张飞昂首抱拳,声如洪钟:“末将立誓!必定守住益州疆土,不让战火惊扰田间百姓!”
看着二人底气十足,满眼憧憬的样子,荆州关羽和庞统、交州士燮和士武都坐不住了。
四人两两对视一眼。
关羽和士燮几乎同时起身:“陆公……”
陆景铭哑然失笑:“不着急,你们一个一个说。”
不等士燮开口,关羽直接说道:
“陆公,陇西、益州皆已有长远安排。我与庞士元镇守荆州,敢问荆州该如何谋划?”
陆景铭心中早有计划,从容开口:
“荆州,天下水陆枢纽。北临中原,东扼江东,长江水道横穿全境。”
“今后荆州两大要务。”
“其一,打造长江水师重镇,扩建沿江各大港口、造船工坊。此地直面江东,乃是东部第一道防线。”
“其二,深耕江汉平原,推行屯田。我会输送新式农具、粮种,争取荆州粮草自给,不必长久仰仗益州转运。”
“同时依托长江航道,充当物资中转要道。”
“益州粮草、陈仓工业制品、交州海外货物,皆经荆州水路周转流通。沿江商贸兴旺,沿岸百姓可以依托码头搬运、舟船营运谋生。”
说到这里,陆景铭顿了顿:“除此之外,我还有一长远规划。”
“待水路码头修缮完毕,你们可以联合江东孙权,双方携手,一同搭建连通南洋的海外物资中转要道。”

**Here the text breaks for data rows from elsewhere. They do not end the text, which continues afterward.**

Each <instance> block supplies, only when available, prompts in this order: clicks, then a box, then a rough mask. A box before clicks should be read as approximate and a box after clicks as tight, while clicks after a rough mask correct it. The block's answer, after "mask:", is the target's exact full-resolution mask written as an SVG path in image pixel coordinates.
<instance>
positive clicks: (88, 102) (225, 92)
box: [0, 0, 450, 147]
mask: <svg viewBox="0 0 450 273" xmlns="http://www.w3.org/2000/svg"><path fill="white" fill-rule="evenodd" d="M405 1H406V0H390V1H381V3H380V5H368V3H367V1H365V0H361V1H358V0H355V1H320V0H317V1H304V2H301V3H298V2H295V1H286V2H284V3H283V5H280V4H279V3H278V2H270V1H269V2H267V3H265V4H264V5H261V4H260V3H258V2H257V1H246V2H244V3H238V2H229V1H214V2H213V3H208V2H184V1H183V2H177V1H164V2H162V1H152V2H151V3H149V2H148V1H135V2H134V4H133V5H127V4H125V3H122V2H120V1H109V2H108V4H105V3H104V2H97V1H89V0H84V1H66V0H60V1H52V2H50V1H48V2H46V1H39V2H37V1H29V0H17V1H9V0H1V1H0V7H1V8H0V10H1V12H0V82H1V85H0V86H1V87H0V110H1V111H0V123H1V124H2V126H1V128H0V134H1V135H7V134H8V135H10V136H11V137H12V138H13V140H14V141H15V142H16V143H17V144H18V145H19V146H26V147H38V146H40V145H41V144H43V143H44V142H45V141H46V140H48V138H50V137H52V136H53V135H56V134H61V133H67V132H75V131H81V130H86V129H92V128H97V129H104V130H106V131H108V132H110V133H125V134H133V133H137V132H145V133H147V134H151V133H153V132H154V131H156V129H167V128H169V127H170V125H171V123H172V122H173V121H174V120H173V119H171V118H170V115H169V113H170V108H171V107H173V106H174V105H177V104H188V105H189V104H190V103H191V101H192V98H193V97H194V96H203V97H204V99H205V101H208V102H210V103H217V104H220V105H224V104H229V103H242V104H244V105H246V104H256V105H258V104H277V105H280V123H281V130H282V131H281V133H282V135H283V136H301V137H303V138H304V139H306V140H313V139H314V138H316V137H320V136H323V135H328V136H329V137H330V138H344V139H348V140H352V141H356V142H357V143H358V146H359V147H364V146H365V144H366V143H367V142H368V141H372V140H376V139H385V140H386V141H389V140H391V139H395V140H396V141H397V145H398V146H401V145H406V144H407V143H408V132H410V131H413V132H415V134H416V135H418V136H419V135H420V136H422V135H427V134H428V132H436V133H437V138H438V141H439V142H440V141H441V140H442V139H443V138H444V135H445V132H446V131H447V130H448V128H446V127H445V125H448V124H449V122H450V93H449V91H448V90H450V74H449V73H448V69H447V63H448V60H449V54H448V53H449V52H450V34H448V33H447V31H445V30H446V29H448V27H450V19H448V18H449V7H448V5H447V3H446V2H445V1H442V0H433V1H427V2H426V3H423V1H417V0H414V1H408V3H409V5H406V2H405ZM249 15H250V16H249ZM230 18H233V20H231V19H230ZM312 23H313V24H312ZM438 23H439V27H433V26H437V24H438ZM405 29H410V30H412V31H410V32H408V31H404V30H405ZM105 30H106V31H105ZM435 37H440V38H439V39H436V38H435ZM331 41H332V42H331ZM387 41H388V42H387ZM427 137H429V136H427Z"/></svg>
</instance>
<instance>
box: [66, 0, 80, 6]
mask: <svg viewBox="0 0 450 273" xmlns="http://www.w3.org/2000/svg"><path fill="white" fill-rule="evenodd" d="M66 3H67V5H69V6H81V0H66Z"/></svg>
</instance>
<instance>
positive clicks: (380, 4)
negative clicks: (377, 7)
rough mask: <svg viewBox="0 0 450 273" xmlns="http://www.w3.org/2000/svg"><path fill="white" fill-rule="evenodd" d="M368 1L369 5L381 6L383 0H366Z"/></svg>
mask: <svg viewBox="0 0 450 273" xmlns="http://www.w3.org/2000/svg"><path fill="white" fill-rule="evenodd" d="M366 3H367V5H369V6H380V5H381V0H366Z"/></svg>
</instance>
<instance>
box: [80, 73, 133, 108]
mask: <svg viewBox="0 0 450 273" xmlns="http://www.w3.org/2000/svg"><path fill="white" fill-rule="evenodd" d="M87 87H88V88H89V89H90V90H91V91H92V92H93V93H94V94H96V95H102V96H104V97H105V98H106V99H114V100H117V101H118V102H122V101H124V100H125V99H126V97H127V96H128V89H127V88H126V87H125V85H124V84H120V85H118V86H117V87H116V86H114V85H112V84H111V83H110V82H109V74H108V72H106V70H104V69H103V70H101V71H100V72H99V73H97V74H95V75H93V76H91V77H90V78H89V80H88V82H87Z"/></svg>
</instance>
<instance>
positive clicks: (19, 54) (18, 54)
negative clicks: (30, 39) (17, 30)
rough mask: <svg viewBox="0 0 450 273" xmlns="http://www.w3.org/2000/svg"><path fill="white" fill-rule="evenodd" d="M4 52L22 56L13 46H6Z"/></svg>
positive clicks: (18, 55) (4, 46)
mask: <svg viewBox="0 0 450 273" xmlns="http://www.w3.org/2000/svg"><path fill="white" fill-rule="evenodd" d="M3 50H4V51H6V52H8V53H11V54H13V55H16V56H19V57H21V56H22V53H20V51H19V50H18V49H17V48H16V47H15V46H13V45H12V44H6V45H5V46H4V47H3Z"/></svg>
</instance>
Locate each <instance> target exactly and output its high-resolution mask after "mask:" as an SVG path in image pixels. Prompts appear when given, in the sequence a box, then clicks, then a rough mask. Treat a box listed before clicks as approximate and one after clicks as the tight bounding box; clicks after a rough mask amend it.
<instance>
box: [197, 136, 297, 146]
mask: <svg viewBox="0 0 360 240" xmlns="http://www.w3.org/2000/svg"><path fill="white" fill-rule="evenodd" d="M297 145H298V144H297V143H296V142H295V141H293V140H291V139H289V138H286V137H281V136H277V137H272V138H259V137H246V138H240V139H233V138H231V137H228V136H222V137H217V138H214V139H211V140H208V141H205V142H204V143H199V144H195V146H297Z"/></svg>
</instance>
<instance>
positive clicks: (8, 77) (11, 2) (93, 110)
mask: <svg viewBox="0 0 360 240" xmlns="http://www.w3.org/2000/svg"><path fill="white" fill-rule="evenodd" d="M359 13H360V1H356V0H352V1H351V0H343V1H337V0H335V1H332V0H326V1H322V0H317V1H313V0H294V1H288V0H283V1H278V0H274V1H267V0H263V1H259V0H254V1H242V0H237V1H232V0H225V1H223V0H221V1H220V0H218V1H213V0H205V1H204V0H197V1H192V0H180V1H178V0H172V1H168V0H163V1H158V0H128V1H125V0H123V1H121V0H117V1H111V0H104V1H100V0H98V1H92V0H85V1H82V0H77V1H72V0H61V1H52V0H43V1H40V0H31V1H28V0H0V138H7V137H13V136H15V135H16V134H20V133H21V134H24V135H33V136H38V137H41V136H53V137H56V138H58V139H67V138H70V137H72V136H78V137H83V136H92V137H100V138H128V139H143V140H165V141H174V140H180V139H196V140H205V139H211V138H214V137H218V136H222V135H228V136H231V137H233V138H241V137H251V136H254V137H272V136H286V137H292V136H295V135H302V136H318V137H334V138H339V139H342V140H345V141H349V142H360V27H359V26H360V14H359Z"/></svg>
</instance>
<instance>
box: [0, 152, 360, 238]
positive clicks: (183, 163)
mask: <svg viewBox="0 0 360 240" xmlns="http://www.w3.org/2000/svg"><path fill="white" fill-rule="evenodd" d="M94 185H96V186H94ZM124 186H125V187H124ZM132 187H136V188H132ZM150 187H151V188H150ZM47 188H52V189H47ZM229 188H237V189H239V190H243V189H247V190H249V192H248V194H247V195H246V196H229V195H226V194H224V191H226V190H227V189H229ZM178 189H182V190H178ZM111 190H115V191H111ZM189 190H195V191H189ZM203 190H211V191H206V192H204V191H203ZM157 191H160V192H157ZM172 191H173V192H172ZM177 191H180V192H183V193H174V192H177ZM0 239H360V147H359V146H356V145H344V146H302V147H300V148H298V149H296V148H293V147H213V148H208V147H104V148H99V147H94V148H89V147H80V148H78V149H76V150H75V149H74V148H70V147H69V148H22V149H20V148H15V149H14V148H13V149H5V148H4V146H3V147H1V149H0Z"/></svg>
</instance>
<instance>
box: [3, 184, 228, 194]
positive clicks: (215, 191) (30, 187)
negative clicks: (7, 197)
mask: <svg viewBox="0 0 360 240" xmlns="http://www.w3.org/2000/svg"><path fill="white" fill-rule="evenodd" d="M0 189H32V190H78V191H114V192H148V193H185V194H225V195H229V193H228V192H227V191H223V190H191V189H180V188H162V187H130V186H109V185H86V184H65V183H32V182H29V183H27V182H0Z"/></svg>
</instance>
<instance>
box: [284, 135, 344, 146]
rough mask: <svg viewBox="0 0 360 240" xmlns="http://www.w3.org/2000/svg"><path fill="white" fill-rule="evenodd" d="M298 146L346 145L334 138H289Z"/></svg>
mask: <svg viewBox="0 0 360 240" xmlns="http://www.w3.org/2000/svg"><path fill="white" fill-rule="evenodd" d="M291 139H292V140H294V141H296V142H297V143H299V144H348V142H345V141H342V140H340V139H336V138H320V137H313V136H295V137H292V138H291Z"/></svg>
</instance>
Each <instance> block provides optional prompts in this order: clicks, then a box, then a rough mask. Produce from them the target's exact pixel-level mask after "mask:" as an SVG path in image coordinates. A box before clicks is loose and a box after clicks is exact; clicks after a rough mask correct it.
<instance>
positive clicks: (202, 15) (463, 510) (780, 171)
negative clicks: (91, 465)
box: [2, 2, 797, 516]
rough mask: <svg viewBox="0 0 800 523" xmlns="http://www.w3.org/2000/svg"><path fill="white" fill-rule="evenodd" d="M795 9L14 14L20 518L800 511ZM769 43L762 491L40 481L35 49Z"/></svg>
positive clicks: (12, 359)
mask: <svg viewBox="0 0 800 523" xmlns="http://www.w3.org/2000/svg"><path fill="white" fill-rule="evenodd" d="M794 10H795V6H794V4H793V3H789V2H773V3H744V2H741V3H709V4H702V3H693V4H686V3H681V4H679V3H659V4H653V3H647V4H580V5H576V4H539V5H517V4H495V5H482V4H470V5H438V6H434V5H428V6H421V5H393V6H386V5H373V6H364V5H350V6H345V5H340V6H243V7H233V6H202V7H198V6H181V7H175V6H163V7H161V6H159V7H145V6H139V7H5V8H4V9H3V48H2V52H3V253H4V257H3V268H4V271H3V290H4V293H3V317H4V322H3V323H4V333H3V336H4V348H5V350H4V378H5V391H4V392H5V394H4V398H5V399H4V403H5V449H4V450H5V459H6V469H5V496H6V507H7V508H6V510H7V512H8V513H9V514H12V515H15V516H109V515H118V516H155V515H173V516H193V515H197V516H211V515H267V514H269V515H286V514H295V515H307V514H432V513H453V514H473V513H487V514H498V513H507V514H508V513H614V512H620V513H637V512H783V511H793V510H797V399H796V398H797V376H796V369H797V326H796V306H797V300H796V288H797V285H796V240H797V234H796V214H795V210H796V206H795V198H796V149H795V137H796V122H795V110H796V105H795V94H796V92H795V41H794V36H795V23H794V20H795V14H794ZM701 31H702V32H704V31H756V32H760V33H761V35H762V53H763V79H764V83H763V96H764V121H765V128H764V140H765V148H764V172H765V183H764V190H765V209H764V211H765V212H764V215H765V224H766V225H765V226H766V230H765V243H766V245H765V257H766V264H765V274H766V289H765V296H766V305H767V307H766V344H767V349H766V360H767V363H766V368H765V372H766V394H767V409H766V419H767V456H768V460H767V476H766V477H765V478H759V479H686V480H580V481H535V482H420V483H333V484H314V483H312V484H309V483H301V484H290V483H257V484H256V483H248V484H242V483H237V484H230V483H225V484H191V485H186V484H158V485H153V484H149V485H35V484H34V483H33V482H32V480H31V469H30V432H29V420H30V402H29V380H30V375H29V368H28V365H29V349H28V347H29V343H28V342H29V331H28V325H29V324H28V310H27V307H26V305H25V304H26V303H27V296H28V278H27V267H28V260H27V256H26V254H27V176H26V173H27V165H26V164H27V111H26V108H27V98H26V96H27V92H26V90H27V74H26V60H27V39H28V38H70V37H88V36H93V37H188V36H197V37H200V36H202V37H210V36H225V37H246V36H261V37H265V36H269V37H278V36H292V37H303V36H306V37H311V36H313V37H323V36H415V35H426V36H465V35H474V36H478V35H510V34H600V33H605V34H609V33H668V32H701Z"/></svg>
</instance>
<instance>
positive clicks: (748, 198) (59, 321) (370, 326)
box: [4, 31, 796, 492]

话音落下,厅堂瞬间一静,满座文武纷纷诧异看向陆景铭。
众人万万没想到,陆景铭竟打算主动联合江东孙权。
庞统眉头一动:“陆公是打算利用吕蒙,劝降孙权?”
“什么都瞒不过凤雏啊!”
陆景铭感叹一声,“吕蒙如今正在陈仓。今日我放他出去亲眼目睹了城中民生、工坊建设。”
“他见识过后,心中已然动摇,许诺返回江东之后,竭力劝说孙权归附关中。”
此话一出,厅内气氛瞬间热烈起来,人人神色振奋,兴高采烈。
关中王刘玄德笑着笑着,两行热泪顺着面颊缓缓滑落。
半生颠沛流离,他心中最大执念便是重整大汉江山,无数次濒临绝境,如今大业曙光就在眼前。
他猛得起身,意欲屈膝向陆景铭跪下,被后者伸手扶住。
刘备声音带着哽咽:
“陆公!若此事可成,兵不血刃收取江东,扫清东南……”
陆景铭轻轻托住刘备,温声打断他的话:
“玄德公不必如此。天下苍生饱受战乱多年,我辈所谋,本就是海内清平。只是前路尚有变数,切莫过早欣喜,静待后续进展即可。”
诸葛亮在一旁目睹此情,心中感慨,连连点头。